Alpine Downhill (ISO 5355)
If you are just using standard alpine downhill boots like the majority of people, then you will want to use compatible Alpine Downhill bindings. Standard Alpine Downhill soles are referred to as ISO 5355’s and are compatible with the standard regular binding that you see on the mountain. If you are not wanting touring bindings or boots then these are the go to. If you are skiing regular downhill runs then these are the binding compatibility that you want.
TOUR BINDINGS (ISO 9523)
Tour bindings are specifically designed for walking uphill with the use of ski skins and are made to help you with backcountry skiing. These bindings are compatible with boots that use rockered or touring soled boots which use the terminology of ISO 9523. These do not work with standard alpine boots (ISO 5355) so make sure not to use these bindings if you are using if you’re using standard alpine downhill boots.
Tech Bindings
Tech bindings are relatively new tour bindings that feature a series of pins that interface with the ‘tech inserts’ in the toes and heels of compatible boots. The advantages of this is they are extremely lightweight, but they do require a compatible boot.
Walk To Ride (WTR)
WTR-designated bindings are compatible and specifically designed for WTR ski boots. However, some traditional alpine boots (ISO 5355) are also compatible with these bindings. There are some newer models of WTR bindings that are compatible with all three standards of boots – WTR, ISO 5355 and ISO 9523.
MNC (Multi Norm Compatibility)
These bindings are compatible with all three different ski boots – WTR, ISO 5355 and ISO 9523.
TELEMARK BINDINGS
This section is to help those looking for telemark bindings to narrow down their search. Telemark bindings are bindings that only clip in the toe of your boot and let the heel flex and lift during turns. This allows for a new experience of skiing.
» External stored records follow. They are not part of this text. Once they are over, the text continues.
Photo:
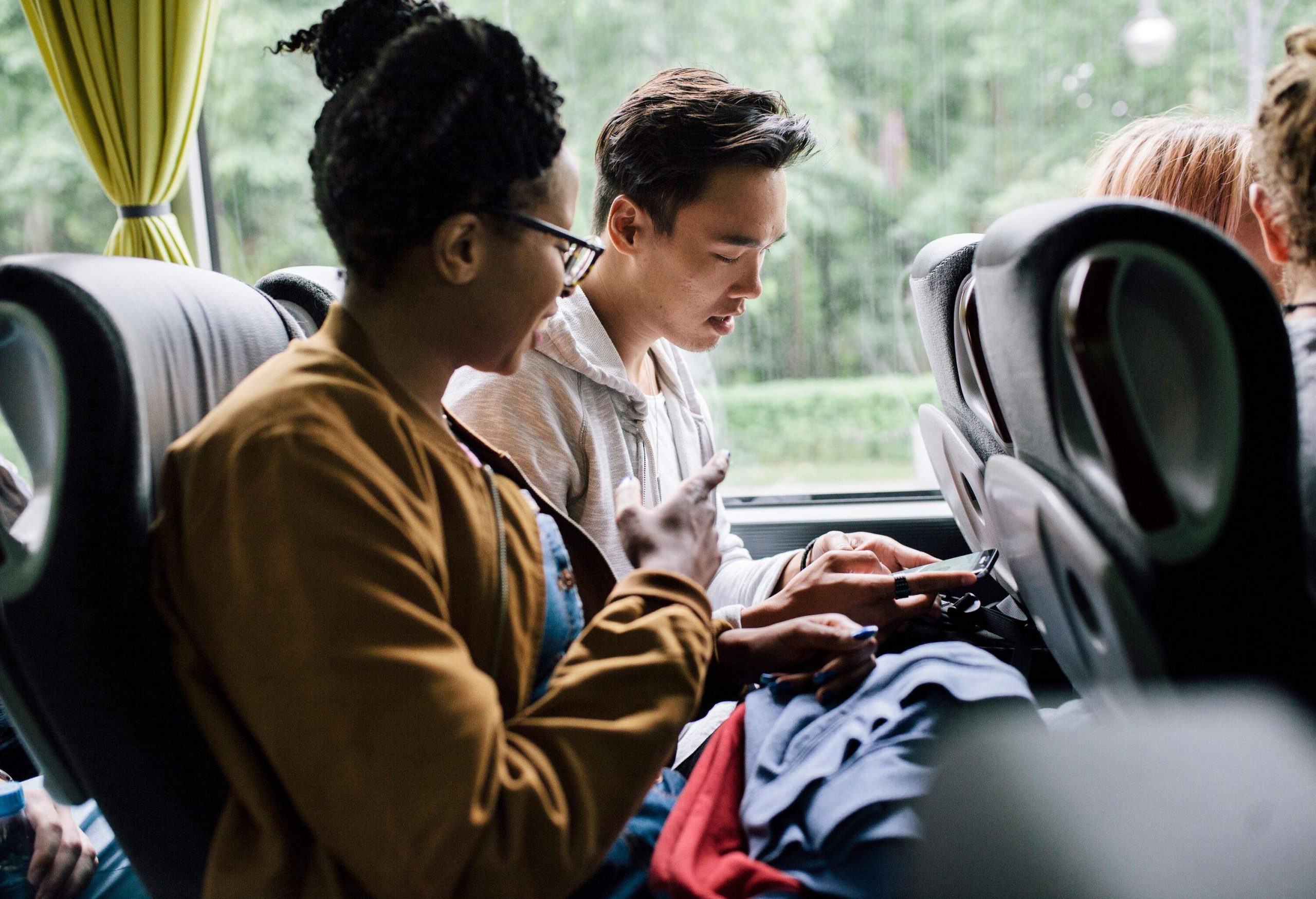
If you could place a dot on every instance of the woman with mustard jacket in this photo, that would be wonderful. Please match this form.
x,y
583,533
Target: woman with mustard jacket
x,y
379,634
If you are looking for regular ski equipment, ignore this section.
CROSS-COUNTRY BINDINGS
This section is to help those looking for cross-country bindings to narrow down their search. Cross-country bindings are bindings that only clip in the toe of your boot and are specifically designed for trail skiing or long distance/uphill skiing. If you are looking for regular ski equipment, ignore this section.
BRAKES
All ski bindings are required to have safety brakes. Safety brakes come in many different widths and are often replaceable. When purchasing safety brakes for your skis, make sure that the safety brake width (the distance between the two brake arms) is at least as wide as the waist of the ski you intend to put it on. For example, if your skis are 90mm wide at the waist, you will need bindings with a brake width of at least 90mm and no wider than 105mm. Please note, most ski bindings do not come with safety brakes and they will need to be purchased separately.